We were also only able to set the core voltage to +12 versus 0. This differs from the MSI GeForce GTX 680 Lightning which now lets us set this slider to +100 versus 0. However, keep in mind that the GTX 680 Lightning uses GPU Boost 1.0 and the MSI GTX 770 Lightning uses GPU Boost 2.0. Therefore, voltages do act quite differently. In fact, before we even overclocked this video card, the voltage was already sitting at 1.2v to give us 1228MHz. That seems to be the maximum voltage supported. Even setting the slider to +12 we never saw the voltage exceed 1.2v. This means the video card was already operating at the highest possible voltage thanks to GPU Boost 2.0. We also set the aux voltage to +50 and the memory voltage to +100.

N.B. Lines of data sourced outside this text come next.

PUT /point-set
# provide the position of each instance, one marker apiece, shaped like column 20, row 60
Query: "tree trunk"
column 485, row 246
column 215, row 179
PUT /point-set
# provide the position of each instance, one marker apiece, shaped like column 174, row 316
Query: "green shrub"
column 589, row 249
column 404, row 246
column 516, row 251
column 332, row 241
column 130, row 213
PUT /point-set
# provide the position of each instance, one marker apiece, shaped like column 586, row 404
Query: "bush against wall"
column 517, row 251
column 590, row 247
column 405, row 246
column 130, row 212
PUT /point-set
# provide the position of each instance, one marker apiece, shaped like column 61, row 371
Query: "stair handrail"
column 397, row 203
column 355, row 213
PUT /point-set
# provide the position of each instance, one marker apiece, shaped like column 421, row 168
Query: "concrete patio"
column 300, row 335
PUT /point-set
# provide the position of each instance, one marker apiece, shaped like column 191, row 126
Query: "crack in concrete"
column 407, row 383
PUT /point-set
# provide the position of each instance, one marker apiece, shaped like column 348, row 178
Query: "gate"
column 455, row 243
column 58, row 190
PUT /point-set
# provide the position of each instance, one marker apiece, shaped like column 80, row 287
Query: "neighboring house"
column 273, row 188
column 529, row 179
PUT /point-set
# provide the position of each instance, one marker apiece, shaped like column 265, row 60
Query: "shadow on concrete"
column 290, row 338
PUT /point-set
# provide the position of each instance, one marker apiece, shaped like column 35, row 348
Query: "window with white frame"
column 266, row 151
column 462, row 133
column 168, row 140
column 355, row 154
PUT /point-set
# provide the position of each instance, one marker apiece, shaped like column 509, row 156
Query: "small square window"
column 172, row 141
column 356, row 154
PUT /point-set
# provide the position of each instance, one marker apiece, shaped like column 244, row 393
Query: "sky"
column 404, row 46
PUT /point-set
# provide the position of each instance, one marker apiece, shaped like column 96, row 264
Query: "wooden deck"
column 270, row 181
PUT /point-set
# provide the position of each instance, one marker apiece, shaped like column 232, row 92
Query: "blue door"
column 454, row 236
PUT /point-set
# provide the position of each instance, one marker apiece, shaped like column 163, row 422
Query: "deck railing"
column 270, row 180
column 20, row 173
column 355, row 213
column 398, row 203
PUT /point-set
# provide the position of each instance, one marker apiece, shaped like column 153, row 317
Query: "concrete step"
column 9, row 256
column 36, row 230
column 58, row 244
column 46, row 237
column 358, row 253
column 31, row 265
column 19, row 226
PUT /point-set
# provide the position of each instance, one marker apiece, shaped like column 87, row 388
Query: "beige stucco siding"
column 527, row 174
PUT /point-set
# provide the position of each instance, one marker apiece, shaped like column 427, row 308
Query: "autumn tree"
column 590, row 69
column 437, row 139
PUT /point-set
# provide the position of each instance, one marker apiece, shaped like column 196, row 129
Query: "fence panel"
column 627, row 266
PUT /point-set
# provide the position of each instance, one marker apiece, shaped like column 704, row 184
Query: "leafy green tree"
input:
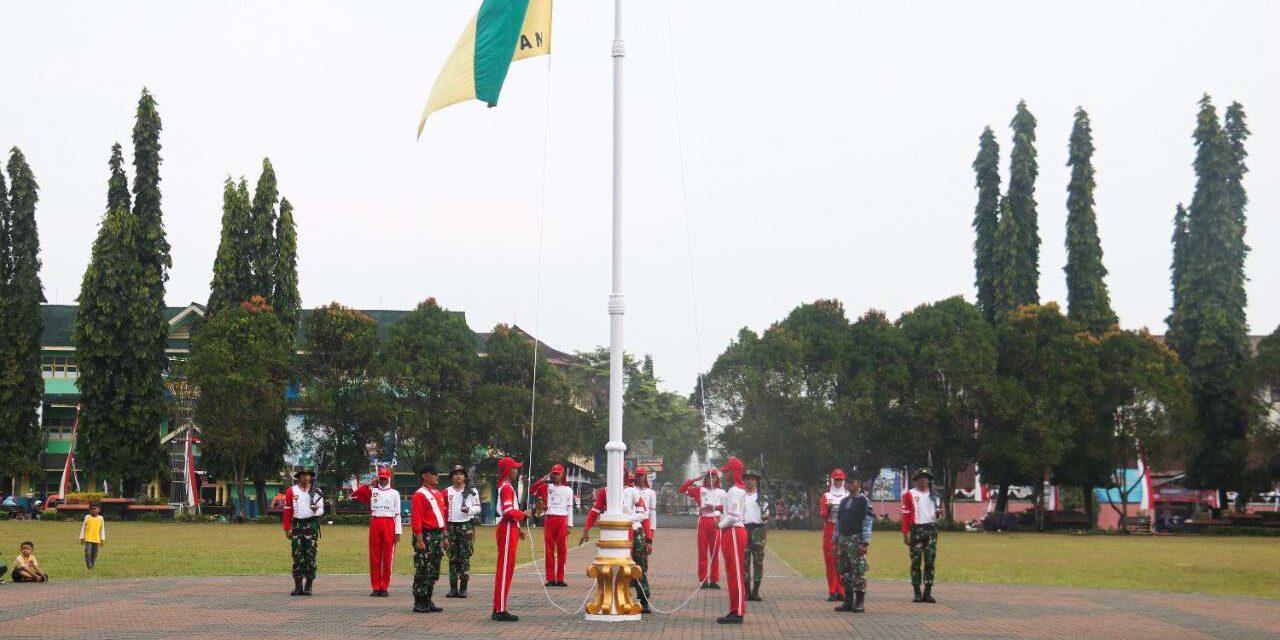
column 1023, row 170
column 120, row 394
column 241, row 365
column 1087, row 298
column 233, row 269
column 1212, row 333
column 1146, row 400
column 1046, row 365
column 261, row 234
column 952, row 369
column 432, row 365
column 21, row 296
column 286, row 296
column 986, row 220
column 348, row 406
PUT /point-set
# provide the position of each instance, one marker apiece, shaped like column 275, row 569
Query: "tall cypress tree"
column 986, row 219
column 1023, row 170
column 113, row 336
column 286, row 297
column 1212, row 337
column 233, row 272
column 1088, row 301
column 21, row 296
column 263, row 232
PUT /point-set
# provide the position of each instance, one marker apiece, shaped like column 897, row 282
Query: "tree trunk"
column 1002, row 497
column 260, row 489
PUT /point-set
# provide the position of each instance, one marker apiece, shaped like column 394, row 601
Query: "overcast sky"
column 827, row 150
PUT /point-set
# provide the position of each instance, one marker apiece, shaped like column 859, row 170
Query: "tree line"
column 1028, row 393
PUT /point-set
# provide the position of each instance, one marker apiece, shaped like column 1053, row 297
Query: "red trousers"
column 835, row 585
column 734, row 545
column 707, row 553
column 554, row 545
column 508, row 540
column 382, row 552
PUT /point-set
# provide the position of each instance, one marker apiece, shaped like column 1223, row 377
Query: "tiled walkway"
column 241, row 608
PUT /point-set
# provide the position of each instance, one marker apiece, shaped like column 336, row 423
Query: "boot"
column 732, row 618
column 848, row 604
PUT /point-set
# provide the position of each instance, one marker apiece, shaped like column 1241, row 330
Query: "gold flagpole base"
column 613, row 571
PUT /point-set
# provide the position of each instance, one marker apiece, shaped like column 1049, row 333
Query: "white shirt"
column 709, row 501
column 560, row 499
column 467, row 496
column 752, row 513
column 650, row 501
column 926, row 510
column 735, row 508
column 384, row 503
column 832, row 499
column 301, row 502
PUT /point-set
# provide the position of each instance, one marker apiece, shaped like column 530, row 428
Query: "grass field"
column 1229, row 566
column 142, row 549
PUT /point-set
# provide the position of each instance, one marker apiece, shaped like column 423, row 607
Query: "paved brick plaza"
column 242, row 608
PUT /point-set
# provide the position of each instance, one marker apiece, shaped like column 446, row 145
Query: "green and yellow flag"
column 501, row 32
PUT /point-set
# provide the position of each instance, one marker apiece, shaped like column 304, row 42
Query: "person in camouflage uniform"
column 464, row 510
column 304, row 504
column 853, row 536
column 755, row 519
column 428, row 520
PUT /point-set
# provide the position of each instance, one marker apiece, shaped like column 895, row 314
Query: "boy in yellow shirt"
column 26, row 567
column 92, row 535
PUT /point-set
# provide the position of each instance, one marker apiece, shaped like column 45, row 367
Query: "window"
column 59, row 428
column 59, row 366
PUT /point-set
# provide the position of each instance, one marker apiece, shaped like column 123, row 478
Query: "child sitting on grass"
column 26, row 567
column 92, row 535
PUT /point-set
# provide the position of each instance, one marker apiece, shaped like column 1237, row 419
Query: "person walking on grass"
column 26, row 567
column 304, row 504
column 853, row 538
column 92, row 535
column 920, row 533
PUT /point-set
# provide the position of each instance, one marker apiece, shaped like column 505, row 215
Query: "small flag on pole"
column 501, row 32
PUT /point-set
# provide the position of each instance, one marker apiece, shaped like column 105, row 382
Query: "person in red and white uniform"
column 384, row 528
column 428, row 520
column 304, row 504
column 557, row 497
column 920, row 533
column 734, row 540
column 830, row 511
column 709, row 497
column 508, row 538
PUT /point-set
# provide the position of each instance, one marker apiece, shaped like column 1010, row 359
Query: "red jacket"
column 423, row 516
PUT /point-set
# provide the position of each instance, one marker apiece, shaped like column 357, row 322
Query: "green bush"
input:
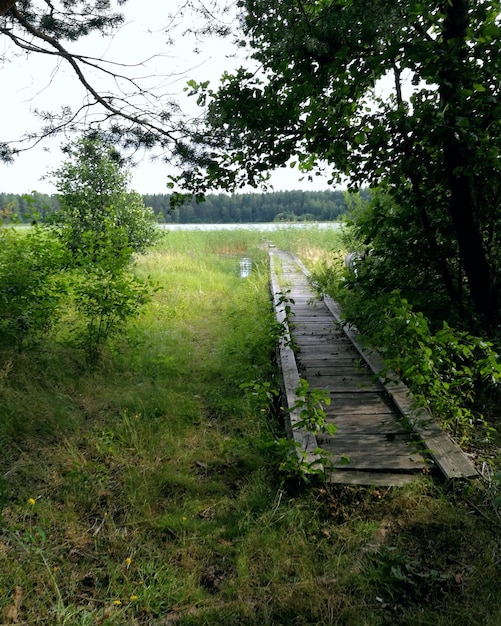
column 32, row 285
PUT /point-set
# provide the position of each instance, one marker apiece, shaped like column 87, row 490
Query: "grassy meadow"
column 146, row 491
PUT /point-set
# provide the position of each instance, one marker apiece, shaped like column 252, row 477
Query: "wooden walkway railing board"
column 378, row 428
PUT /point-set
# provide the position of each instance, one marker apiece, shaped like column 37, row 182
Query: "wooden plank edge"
column 371, row 479
column 447, row 455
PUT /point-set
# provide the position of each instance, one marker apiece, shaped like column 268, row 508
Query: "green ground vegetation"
column 144, row 490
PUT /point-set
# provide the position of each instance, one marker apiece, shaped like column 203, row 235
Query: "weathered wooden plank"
column 387, row 427
column 450, row 459
column 375, row 442
column 367, row 461
column 371, row 479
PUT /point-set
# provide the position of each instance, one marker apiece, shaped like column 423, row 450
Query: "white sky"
column 34, row 82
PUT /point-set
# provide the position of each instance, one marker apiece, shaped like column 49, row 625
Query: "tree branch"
column 6, row 5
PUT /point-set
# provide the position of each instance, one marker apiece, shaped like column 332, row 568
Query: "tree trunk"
column 457, row 163
column 6, row 5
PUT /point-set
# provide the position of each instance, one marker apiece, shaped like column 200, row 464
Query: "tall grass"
column 144, row 491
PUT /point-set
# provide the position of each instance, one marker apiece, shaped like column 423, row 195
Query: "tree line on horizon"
column 217, row 208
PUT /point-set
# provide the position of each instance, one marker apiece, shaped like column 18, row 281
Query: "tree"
column 311, row 97
column 133, row 112
column 101, row 224
column 100, row 220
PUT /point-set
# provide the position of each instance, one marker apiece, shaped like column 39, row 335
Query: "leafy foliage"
column 101, row 224
column 99, row 219
column 313, row 98
column 32, row 285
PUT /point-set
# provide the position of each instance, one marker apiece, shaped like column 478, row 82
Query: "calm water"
column 266, row 226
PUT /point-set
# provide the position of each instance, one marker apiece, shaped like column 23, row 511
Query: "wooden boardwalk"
column 387, row 440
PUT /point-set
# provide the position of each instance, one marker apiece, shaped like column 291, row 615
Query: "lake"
column 266, row 226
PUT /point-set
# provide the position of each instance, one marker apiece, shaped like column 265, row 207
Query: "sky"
column 41, row 83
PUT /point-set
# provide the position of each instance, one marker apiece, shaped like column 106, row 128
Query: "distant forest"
column 321, row 206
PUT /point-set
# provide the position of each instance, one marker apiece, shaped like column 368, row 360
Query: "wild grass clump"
column 143, row 492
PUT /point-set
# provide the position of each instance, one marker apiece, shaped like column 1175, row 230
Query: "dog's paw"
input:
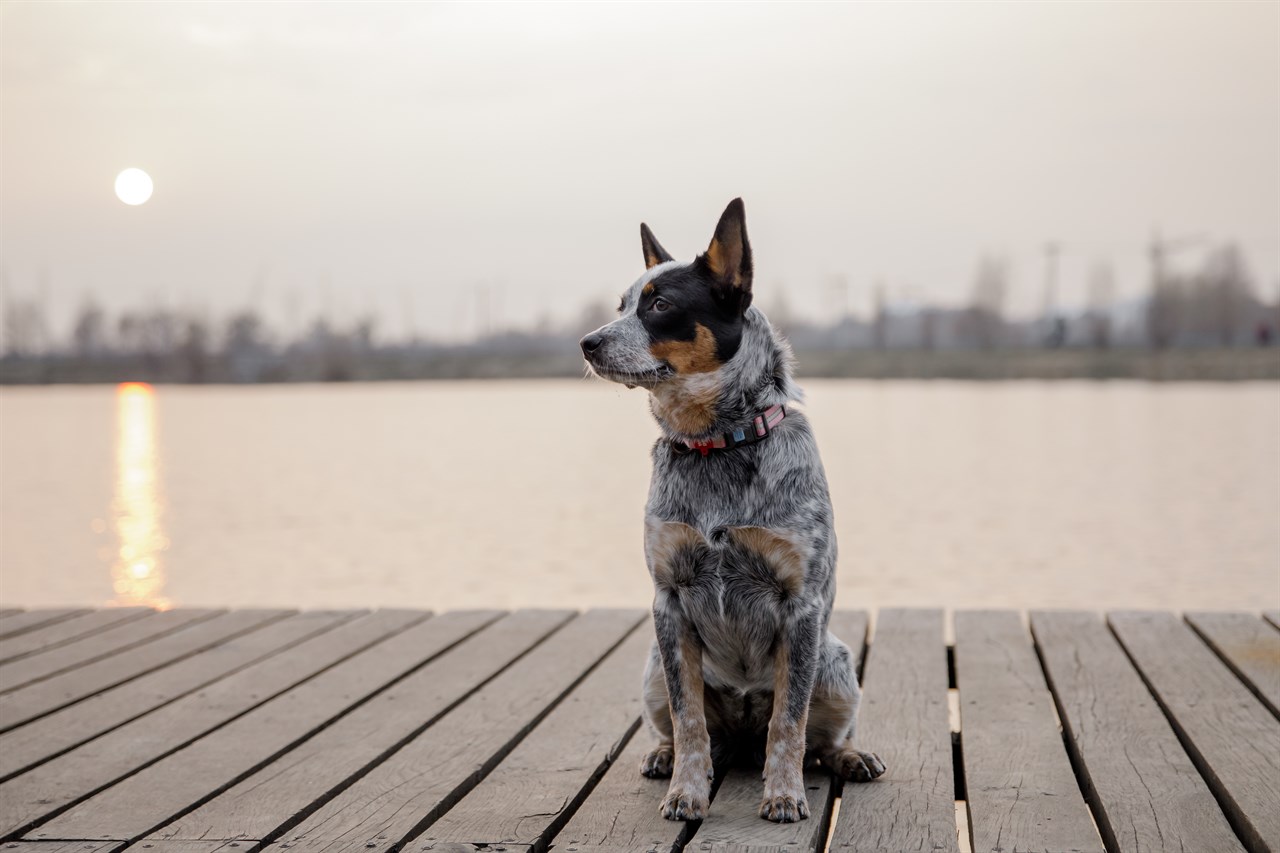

All of that lead to a core clock increase of +20 on the slider and +400 on the memory. At +20 core clock the real-world frequency was operating at 1241MHz. The memory was now operating at a whopping 7.8GHz! This was our highest stable overclock in every game. That means we were only getting almost 20MHz higher frequencies, but a whopping huge memory frequency boost. Those 7GHz memory modules sure have some headroom with the voltage boosted. This shows that GPU Boost 2.0 was already taking this GPU to its almost maximum potential, just by default.


Test Setup

We have updated our drivers to the latest versions on all video cards tested here today. MSI GeForce GTX 680 Lightning and MSI N770 Lightning are using GeForce 320.18 WHQL. GIGABYTE Radeon HD 7970 is using Catalyst 13.6 Beta and 13.5 CAP1.